América Latina vai crescer 1,2%; Brasil, 0,7% — Cepal

Depois de seis anos de desaceleração econômica e de uma retração de 1,3% em 2016, a América Latina e o Caribe crescerão 1,2% em 2017 e 2,3% em 2018, impulsionados por Brasil e Argentina, segundo dados apresentados nesta quarta-feira (11) pelo Banco Mundial.

Mas os economistas da instituição também alertaram que os elaboradores de políticas públicas terão que prestar atenção em formas de ampliar esse crescimento ao mesmo tempo que garantam a proteção para os mais vulneráveis na região.

O Banco Mundial alerta ainda para os riscos representados pela frágil situação fiscal dos países da região.

De uma forma geral, a Cepal revisou as projeções de crescimento econômico para a região neste ano e espera uma expansão média de 1,2% na América Latina e no Caribe neste ano, ligeiramente maior do que a previsto anteriormente.

O Brasil tem o sexto pior desempenho da região em 2017, empatado com o Equador e atrás de países como a Venezuela (-8%), Cuba (+0,5%) e Suriname (-0,2%), de acordo com estudo divulgado nesta quinta-feira, 12. Para 2018, as previsões do fundo são mais modestas, de avanço de 1,5%.

Végh afirmou ainda que, a médio prazo, a região poderá enfrentar um novo desafio com o aumento das taxas de juros nos EUA, que já estão se elevando e devem continuar assim, revertendo anos de juros extremamente baixos para estimular a economia após a crise global de 2008.

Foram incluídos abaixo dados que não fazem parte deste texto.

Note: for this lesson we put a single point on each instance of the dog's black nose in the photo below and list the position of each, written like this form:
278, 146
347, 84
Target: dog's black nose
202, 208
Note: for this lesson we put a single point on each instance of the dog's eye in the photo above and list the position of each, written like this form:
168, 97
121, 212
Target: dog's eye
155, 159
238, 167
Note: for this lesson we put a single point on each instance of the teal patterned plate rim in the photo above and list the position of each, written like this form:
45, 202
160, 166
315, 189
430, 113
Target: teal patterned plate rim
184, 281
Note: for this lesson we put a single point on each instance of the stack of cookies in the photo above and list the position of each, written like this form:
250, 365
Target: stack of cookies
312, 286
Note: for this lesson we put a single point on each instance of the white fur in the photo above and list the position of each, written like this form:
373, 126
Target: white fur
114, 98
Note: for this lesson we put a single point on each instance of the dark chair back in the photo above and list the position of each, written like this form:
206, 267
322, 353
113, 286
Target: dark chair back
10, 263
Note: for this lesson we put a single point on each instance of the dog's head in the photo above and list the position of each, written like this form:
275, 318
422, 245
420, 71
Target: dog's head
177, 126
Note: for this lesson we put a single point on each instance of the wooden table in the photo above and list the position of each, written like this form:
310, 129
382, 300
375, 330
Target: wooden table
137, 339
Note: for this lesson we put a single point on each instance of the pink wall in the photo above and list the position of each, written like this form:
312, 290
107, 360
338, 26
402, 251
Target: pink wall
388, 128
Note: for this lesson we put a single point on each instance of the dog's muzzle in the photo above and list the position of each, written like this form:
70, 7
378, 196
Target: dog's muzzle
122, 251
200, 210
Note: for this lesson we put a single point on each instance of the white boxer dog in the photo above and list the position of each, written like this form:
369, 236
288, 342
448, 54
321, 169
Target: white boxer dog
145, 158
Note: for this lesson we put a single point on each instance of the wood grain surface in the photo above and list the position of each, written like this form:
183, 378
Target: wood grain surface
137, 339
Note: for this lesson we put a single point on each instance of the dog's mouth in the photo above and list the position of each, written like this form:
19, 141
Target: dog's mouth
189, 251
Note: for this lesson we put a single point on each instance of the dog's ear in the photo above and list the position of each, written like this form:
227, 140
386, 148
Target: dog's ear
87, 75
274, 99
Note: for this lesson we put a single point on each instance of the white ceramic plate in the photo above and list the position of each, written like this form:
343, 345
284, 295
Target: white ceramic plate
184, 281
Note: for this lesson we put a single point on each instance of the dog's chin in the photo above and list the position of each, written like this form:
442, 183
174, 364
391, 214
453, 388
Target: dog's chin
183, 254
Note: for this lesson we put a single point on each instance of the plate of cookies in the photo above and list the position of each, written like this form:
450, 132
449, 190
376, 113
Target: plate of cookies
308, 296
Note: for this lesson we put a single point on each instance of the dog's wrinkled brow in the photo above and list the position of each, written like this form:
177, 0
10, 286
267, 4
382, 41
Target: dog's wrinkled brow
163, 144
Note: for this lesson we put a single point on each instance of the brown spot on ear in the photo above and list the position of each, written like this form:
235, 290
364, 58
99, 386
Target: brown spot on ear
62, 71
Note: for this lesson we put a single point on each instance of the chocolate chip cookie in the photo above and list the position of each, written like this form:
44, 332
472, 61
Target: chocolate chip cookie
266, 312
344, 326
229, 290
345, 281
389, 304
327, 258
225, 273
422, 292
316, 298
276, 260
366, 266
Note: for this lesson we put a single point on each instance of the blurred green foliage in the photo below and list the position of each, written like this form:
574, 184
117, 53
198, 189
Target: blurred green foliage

O economista-chefe do Banco Mundial citou como exemplo o Chile, que pode adotar medidas monetárias anticíclicas sem o "temor de piorar as coisas para os mais vulneráveis".

- A situação fiscal é bastante precária - disse Carlos Végh, economista-chefe para a América Latina do Banco Mundial. "É certo que os países da região ainda precisam fazer ajustes fiscais para se adaptar à nova realidade após a bonança das matérias-primas".